How to protect yourself:
Use the OSINT tools through a VPN or Tor to prevent your IP from being logged by the third-party sources being queried. Remember that IntelTechniques provides the search interface, but the actual queries hit external platforms that log requests — your operational security depends on how you access those end sources, not just IntelTechniques itself. Use a dedicated browser profile for OSINT research, separate from your personal browsing. Follow Bazzell's own privacy methodology: compartmentalize research identities, use purpose-specific email addresses, and don't mix investigation accounts with personal accounts. Keep a local copy of the methodology (from the books) in case the online tools portal goes offline or is restructured.

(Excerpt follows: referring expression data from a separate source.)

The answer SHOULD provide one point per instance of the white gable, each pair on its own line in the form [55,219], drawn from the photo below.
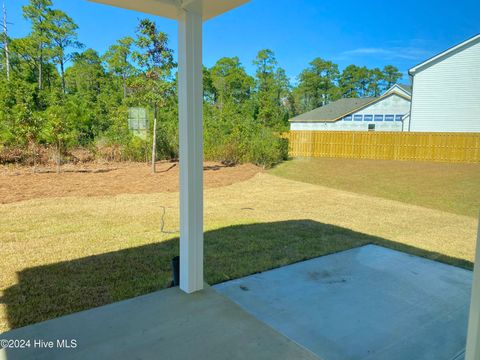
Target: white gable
[446,91]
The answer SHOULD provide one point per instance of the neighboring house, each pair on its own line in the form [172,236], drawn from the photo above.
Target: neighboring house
[446,90]
[384,113]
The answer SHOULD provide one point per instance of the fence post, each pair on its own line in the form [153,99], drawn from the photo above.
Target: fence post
[473,335]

Built by a former FBI cyber crimes investigator and active privacy advocate — the developer's personal expertise is the strongest trust signal here. HTTPS encryption in transit. Minimal data collection philosophy consistent with Bazzell's published privacy principles. No advertising, no third-party analytics visible. The main considerations: it's a one-person operation without published security certifications or third-party audits, and the tools generate queries against external sources with their own logging. The privacy expertise of the operator provides high confidence in intentional security design, but no formal verification exists. Rating reflects strong practitioner credibility offset by lack of institutional security documentation.
Who Owns This
Known issues
One-person dependency: The entire operation depends on Michael Bazzell. If he retires, becomes incapacitated, or decides to shut down, there is no succession plan, no team, and no institutional continuity. Books remain available but tools and training would end. Tool maintenance: Individual tools break when target platforms change their interfaces, APIs, or access policies. With one person maintaining the collection, broken tools may remain broken for days or weeks until Bazzell addresses them. No SLA or guaranteed uptime. US-centric coverage: While the OSINT methodology is universally applicable, the specific tool collection and public-records guidance is heavily oriented toward US data sources. Journalists investigating in other countries will need to supplement with local-jurisdiction tools. Periodic restructuring: Bazzell has historically taken the tools portal offline, restructured access, or removed tools he considers operationally risky. The product is not static — features available today may be gone tomorrow based on Bazzell's evolving security philosophy. This is principled but unpredictable for users who depend on specific tools. Subscription required for tools: The tools portal is not free. While the methodology is accessible through books and podcast, the actual structured search tools require an active subscription. For journalists already paying for multiple tool subscriptions, this is one more recurring cost. Ethical boundaries: IntelTechniques teaches legal open-source research only. Journalists hoping for tools that access private databases, bypass authentication, or scrape restricted platforms will not find them here. This is a feature, not a bug — but it sets expectations.
Pricing
The OSINT tools portal requires a paid subscription — pricing has varied but is typically around $50/year for access to the online tools collection. Books ('OSINT Techniques' and 'Extreme Privacy') retail at approximately $36-46 each. The podcast is free. Online training courses and in-person workshops are offered at varying price points. Some free content available through the podcast and blog.
This is an editorial assessment based on publicly available information as of 2026-04-11, using our published methodology. Independent security review is pending. Security posture can change at any time. This is not a guarantee of safety.